Julia Kamińska odkryła w sobie kolejny talent. Już stawia pierwsze kroki w nowym zawodzie! "Chcę więcej!"

2023-06-16 18:39

Choć wydawało się, że przygoda Julii Kamińskiej z serialem „Na Wspólnej” dawno dobiegła końca, niedawno zaskoczyła widzów, po latach znów wcielając się w postać Romy Leneraskiej. Aktorka zdradziła nam, jak wyglądały kulisy jej powrotu do serialu, co ją pociąga w graniu femme fatale i dlaczego uważa, że każdemu powinno się dać drugą szansę.

- Jeszcze do niedawna mogliśmy ponownie oglądać w „BrzydUli”, gdzie po dekadzie na nowo wcieliła się pani w główną bohaterkę, teraz z kolei – także po długiej przerwie – wraca pani do „Na Wspólnej” jako dawno nie widziana Roma. Takie spotkania po latach ze swoimi postaciami są chyba niezwykle ciekawe dla aktora?

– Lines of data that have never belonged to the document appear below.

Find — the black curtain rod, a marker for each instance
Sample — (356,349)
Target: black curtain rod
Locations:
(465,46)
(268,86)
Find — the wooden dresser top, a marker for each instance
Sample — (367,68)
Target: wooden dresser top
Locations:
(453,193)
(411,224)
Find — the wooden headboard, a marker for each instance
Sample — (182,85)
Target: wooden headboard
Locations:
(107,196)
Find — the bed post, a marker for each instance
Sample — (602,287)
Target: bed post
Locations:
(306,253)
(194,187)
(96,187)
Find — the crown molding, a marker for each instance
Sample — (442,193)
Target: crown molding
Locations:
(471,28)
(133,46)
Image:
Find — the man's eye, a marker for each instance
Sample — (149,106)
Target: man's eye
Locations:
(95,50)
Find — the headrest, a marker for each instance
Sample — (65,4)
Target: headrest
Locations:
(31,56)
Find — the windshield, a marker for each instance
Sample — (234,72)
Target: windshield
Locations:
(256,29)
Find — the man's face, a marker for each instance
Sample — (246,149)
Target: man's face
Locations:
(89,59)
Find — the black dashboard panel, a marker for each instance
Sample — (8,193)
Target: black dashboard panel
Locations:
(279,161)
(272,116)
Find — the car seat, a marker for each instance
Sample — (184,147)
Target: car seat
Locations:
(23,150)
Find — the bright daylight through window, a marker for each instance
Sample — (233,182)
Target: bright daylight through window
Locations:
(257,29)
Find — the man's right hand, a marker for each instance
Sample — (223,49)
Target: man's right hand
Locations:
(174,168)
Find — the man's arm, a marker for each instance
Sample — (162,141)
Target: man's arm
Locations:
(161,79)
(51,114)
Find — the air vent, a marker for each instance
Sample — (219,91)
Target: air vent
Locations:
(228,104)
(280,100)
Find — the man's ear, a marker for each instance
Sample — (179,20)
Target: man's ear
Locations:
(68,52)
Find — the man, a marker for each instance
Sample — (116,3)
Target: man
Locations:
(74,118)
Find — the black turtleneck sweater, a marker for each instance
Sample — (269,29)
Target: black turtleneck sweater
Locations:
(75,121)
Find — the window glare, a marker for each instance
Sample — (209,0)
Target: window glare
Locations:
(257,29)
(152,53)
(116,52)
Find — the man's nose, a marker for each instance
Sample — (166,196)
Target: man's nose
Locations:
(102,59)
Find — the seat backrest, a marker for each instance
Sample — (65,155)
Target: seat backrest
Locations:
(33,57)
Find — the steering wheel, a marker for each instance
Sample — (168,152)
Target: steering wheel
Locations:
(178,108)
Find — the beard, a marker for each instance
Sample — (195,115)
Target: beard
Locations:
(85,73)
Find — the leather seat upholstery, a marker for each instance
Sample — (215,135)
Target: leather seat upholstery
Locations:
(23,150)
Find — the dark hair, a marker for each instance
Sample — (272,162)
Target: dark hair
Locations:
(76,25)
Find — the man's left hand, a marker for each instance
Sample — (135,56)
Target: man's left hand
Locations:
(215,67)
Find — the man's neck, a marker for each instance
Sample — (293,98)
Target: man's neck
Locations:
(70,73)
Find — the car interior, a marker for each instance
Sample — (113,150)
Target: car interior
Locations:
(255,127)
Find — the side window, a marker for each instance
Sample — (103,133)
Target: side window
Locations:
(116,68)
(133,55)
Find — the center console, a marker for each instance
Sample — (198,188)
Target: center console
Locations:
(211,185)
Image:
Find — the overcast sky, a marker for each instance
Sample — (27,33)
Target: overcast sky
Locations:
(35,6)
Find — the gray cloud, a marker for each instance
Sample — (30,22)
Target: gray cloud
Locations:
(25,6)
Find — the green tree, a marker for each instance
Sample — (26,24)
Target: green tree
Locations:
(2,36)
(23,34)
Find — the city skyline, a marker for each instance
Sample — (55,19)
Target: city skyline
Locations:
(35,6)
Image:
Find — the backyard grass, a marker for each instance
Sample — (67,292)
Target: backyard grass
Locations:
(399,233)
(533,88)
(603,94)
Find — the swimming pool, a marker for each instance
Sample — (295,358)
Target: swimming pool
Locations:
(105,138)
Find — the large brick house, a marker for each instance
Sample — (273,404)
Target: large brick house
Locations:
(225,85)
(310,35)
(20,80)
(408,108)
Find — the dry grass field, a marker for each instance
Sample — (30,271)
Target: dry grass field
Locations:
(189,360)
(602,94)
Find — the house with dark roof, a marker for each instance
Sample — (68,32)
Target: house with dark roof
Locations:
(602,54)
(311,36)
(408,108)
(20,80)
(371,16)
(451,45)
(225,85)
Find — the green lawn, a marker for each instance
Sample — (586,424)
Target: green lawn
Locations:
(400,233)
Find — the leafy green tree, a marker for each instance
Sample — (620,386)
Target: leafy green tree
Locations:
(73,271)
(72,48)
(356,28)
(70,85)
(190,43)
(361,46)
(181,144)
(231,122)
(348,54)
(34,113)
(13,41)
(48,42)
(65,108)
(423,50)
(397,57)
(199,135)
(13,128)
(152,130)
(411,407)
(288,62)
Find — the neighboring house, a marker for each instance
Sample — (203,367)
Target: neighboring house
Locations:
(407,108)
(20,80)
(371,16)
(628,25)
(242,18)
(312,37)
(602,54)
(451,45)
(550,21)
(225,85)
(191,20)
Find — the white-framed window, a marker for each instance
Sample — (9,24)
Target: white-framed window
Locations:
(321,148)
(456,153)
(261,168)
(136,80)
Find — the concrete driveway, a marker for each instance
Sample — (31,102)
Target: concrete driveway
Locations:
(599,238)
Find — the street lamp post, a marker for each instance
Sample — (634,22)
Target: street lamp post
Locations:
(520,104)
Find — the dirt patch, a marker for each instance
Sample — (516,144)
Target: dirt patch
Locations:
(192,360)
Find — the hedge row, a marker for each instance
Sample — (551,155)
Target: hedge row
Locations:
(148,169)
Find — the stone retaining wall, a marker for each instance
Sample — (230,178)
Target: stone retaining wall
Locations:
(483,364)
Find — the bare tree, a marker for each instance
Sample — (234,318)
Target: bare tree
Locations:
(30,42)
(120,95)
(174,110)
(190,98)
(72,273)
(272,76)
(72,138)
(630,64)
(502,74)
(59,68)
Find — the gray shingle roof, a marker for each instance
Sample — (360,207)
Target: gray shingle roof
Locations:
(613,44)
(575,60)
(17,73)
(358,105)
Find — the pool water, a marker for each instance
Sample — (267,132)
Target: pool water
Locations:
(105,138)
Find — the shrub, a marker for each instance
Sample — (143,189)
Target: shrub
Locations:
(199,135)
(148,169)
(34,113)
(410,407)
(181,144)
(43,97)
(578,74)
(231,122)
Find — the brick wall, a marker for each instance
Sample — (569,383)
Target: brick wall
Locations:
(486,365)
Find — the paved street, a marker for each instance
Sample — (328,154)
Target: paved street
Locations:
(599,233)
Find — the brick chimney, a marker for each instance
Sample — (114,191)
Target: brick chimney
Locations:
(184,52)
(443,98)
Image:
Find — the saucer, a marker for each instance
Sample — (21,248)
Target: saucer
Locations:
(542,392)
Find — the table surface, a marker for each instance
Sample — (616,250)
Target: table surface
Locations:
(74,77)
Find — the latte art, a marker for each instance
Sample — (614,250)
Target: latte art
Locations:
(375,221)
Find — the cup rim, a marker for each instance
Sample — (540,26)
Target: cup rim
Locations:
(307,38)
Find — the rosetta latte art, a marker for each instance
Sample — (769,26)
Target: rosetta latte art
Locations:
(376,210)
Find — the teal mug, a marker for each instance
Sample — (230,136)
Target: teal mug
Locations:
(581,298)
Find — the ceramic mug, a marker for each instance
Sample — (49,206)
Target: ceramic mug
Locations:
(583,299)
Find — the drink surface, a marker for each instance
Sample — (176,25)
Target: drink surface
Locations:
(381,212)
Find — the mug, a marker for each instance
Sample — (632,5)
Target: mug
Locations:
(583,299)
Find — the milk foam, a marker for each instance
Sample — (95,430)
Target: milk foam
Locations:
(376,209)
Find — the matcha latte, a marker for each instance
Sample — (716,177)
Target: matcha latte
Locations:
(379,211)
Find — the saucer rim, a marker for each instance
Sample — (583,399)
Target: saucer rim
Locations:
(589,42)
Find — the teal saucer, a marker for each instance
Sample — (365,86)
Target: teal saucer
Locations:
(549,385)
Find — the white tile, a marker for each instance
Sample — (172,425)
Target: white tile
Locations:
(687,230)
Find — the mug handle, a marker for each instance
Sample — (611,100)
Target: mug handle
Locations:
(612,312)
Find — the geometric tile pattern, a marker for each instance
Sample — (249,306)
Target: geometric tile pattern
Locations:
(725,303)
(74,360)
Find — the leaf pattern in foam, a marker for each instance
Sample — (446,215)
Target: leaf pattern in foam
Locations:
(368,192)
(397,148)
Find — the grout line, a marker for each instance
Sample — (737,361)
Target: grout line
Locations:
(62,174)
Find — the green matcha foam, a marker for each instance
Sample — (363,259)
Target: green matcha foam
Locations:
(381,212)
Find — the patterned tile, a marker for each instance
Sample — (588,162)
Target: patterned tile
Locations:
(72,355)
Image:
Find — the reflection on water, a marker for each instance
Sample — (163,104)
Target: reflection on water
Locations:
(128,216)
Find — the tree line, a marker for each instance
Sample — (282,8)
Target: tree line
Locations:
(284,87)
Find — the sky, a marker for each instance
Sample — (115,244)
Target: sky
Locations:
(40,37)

- Przede wszystkim zawsze bardzo lubiłam grać Romę, więc nie zastanawiałam się długo, gdy produkcja spytała, czy miałabym ochotę powrócić. Przyznam, że wcielanie się czarne charaktery sprawia mi frajdę. Pewnie wynika to po części z tego, że rzadko mam taką okazję, bo najczęściej jednak gram postacie o wiele bardziej pozytywne, raczej delikatne i spokojne. Dlatego zawsze, gdy nadarza się okazja, by zmierzyć się z czarnym charakterem, chętnie korzystam. Daje mi to dużo radości. To całkiem zabawne, kiedy siadam sobie wieczorami w domu, żeby popracować nad rolą, i zastanawiam się, w jaki sposób podać widzowi tekst, żeby był on jak najbardziej wkurzający (śmiech).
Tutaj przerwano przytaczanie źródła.